Я знаю, что прежде я был кораблем, самолетом. Я несу их в себе.
Когда я умру и расплавлюсь, моя гибель не коснется чистейшей стали, ей передам я клад накопленных прежде жизней.
Дождь кончился. Край тучи еще моросил разноцветно, но горячее солнце уже сушило мне спину.
Бабочка почувствовала сквозь железо тело. Выползла, высыхает, утончаясь, возвращая себе яркость и легкость. Вспорхнула, оставив на мне прозрачную капельку.
Михаил идет по стерне, тяжелый и черный, с тусклым светом воды на кирзе.
Неужели, темный и тусклый, он был когда-то бел и румян?
Их зимняя свадьба. Сладкий дым их свадьбы, который я ловил, стоя за селом в сугробе. До меня долетали душистые запахи дыма из их трубы, и я знал, что в саду под окном закололи свинью, варят брагу, расставляют столы. Звяк и бой каблуков, ухарский свист, громовые песни и застольные вздохи. На цепях метались и лаяли собаки. Тревожно мычали коровы.
Под вечер, когда лед на речке позеленел, а солнце на мой сугроб легло полосатым ковром, свадьба пошла по дороге. Среди размалеванных и хмельных гостей я увидел их, белолицых, держащих румяные яблоки.
– Миш, посмотри, не твой? Грустно ему, поди-ка, зимой? Ни поля нет, ни пшеницы, – сказала она, указывая в мою сторону яблоком.
– Ты моя пшеница, – засмеялся он.
Я смотрел, как течет их свадьба. Благодарил их и славил. А ночью видел, как из звезд на хрупкой блестящей ветке свисают над их крышей два яблока.
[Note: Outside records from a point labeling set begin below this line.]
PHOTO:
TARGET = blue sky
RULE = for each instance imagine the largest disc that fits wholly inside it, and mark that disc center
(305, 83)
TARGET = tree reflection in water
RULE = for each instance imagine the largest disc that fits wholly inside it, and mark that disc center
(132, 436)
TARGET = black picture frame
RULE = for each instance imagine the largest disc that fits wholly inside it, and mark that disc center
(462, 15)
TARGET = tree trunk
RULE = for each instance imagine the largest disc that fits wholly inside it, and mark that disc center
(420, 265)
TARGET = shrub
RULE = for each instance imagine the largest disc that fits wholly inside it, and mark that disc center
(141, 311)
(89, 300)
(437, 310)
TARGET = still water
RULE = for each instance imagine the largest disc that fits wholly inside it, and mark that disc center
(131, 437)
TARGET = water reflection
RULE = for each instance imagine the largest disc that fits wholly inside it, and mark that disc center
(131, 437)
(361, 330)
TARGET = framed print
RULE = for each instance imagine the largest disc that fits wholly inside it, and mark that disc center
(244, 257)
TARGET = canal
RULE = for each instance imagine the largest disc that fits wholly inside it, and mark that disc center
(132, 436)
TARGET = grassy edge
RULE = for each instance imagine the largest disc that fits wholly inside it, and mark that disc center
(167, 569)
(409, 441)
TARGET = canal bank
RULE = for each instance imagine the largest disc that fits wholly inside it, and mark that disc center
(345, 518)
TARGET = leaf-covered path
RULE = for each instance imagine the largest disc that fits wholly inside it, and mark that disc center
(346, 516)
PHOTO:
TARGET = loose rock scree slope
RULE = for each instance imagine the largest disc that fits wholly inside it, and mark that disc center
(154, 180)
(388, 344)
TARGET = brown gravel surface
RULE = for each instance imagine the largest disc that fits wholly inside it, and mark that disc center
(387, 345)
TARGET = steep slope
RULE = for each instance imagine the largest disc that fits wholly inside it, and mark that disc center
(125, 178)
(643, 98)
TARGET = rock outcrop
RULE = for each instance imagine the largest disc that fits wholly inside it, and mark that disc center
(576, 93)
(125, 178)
Я бросаю из ноздрей черную копоть. Бегу на коротких кривых ногах. Несу над землей лязгающую зубастую пасть. Набиваю ее пылью и хрустом. Мое брюхо разбухло от тяжести, вот-вот разорвется и вывалится требуха. Я бью эту ниву, стараясь ее свалить, но мне кажется, у меня за спиной она встает еще гуще и жестче.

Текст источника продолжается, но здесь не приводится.